The Conversation Template System solves this by abstracting the formatting logic into a separator style enum and a conversation dataclass. Each template defines:
- System prompt: The initial instruction context
- Role names: How user and assistant turns are labeled
- Separator style: The algorithm for joining messages (SINGLE separator, TWO alternating separators, MPT im_start/im_end, PLAIN no-role, LLAMA_2 instruction wrapping, CHATINTERN, INTERNVL_ZH)
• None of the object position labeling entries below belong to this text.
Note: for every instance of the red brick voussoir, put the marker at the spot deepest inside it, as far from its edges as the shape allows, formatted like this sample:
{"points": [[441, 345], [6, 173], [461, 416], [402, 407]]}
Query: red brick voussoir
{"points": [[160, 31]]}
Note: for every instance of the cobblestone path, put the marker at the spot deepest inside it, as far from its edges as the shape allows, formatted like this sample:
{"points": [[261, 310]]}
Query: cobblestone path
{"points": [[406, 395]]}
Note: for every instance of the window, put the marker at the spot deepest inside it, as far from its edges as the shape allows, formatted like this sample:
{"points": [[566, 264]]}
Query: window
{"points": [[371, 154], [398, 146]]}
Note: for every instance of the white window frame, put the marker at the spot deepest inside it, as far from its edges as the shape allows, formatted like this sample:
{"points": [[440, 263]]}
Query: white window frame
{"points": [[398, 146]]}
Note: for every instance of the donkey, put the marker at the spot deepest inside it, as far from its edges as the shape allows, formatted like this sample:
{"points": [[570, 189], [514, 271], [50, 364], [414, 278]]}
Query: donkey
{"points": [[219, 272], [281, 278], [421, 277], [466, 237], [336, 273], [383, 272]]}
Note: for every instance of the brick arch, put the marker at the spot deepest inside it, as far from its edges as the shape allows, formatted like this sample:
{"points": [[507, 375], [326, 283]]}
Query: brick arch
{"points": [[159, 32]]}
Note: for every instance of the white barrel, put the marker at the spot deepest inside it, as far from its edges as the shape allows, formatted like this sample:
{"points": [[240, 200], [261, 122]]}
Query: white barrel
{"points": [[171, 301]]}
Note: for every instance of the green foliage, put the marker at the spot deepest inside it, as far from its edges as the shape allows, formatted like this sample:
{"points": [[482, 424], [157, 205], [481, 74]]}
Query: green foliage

- Separator tokens: The actual delimiter strings
- Stop criteria: Token IDs or strings that signal generation should halt
The template system also handles multimodal inputs by managing image placeholder tokens within the conversation and supporting multiple image processing modes (pad, resize, crop) for UI rendering.
Templates are registered in a global dictionary by name, allowing the rest of the codebase to look up the correct template for any given model configuration.
Usage
Apply this principle when formatting prompts for any supported LLM backend. Always look up the correct template by model name, create a copy (to avoid modifying the shared template), append user and assistant messages, then call the prompt generation method to produce the correctly formatted string for tokenization.
Theoretical Basis
The conversation template pattern reflects the broader principle that instruction-tuned language models are sensitive to exact prompt formatting. This design follows the template management approach established by LLaVA and Vicuna projects, where each fine-tuned model variant requires its specific chat format to function correctly. The pattern is now standard in multi-model frameworks like HuggingFace's chat templates and vLLM's conversation handling.